From the traditional ways to invest in gold mainly through jewellery, the last few decades have thrown-up a host of opportunities to invest in gold. Here are a few ways to invest in gold in India.

Gold Futures
You can buy into gold futures, which are traded on the MCX. These future prices tend to track gold prices, and the contracts have to be settled with a pre-determined period.
For example, if you buy a gold contract of Sept expiry, you have to make sure you settle the same by Sept.
Gold Futures are risky, as you have to settle the contract, even if you make a loss. In case of gold coins and bars, you can continue to hold the same, if you incur a loss. The one advantage of buying gold in the futures market is that you have to pay only a 10 per cent margin. For example, if you buy 10 grams have gold valued at Rs 27,000 in the physical market, here you can pay just about Rs 2,700 as margin money.
Gold ETFs
There are various Gold Exchange Traded Funds (ETFs) that investors could buy. Gold ETFs are better than physical gold, and offer many advantages. Nobody can steal gold ETFs as they are in the electronic form. On the other hand, you do not have to incur storage charges. Taxation on Gold ETFs is done in the same manner as physical gold.
Read on 5 top gold ETFs that investors could buy here
Gold coins and gold bars
You can invest in gold coins and bars, by buying them from your jeweller or from the bank. However, gold coins and bars from the banks are assured of quality, while jewellers also guarantee quality and purity and could offer you a price that is slightly lower than that offered by banks.
Investing in gold coins and bars is not a good idea, as you have to incur cost for storage.
Also read a few steps to take before buying gold coins and bars in India here
E gold
You can invest in e-gold just as you invest in shares. The e-gold is held in electronic form or demat form, just like shares. This is perhaps one of the best ways to invest in gold and perhaps the cheapest.

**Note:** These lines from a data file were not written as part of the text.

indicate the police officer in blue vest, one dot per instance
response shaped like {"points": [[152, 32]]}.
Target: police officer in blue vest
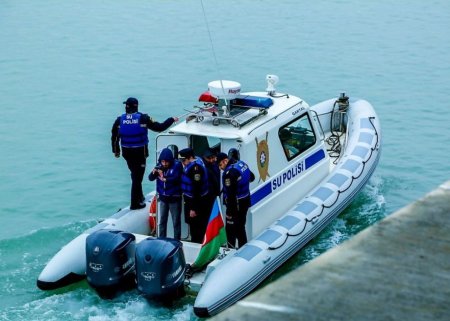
{"points": [[213, 170], [194, 184], [167, 174], [129, 131], [236, 180]]}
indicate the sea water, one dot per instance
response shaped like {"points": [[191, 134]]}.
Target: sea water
{"points": [[67, 66]]}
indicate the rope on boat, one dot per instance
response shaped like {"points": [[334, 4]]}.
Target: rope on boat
{"points": [[339, 192]]}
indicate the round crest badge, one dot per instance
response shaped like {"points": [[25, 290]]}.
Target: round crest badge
{"points": [[262, 158]]}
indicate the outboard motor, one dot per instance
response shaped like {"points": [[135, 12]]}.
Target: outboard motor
{"points": [[160, 268], [110, 261]]}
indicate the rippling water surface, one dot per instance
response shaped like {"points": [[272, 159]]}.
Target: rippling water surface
{"points": [[66, 67]]}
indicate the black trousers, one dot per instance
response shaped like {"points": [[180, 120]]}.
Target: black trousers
{"points": [[136, 160], [197, 225], [235, 225]]}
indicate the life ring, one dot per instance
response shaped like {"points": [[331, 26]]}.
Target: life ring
{"points": [[152, 216]]}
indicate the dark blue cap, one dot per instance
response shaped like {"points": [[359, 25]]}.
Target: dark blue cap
{"points": [[221, 156], [131, 102], [186, 153]]}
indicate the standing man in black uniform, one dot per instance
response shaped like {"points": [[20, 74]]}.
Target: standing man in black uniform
{"points": [[130, 131], [236, 180], [213, 170], [194, 184]]}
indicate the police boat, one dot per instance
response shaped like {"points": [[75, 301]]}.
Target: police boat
{"points": [[309, 161]]}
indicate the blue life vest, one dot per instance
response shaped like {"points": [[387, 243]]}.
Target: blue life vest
{"points": [[243, 188], [132, 134], [171, 187], [186, 182]]}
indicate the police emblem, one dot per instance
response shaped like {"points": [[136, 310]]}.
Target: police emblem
{"points": [[262, 158]]}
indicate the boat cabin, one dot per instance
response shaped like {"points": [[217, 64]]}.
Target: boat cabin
{"points": [[276, 135]]}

Read complete details on How to invest in egold here
Gold Jewellery
This is the traditional way to invest in gold. However, these days individuals do not prefer this means of investing and buy jewellery only if there is a special need like marriage or birth in the family.
Sovereign gold bonds
The best part of these funds is that you get an interest rate of 2.75 per cent and were largely isssued to discourage the use of gold consumption in the country. They are a good alternative to physical gold.
Conclusion
The traditional form of investing in gold is slowly making way for other ways to invest in gold, particularly gold futures.
Of course, it is the best way to invest, as you could be saving money and charges like locker rents and with no worries of theft.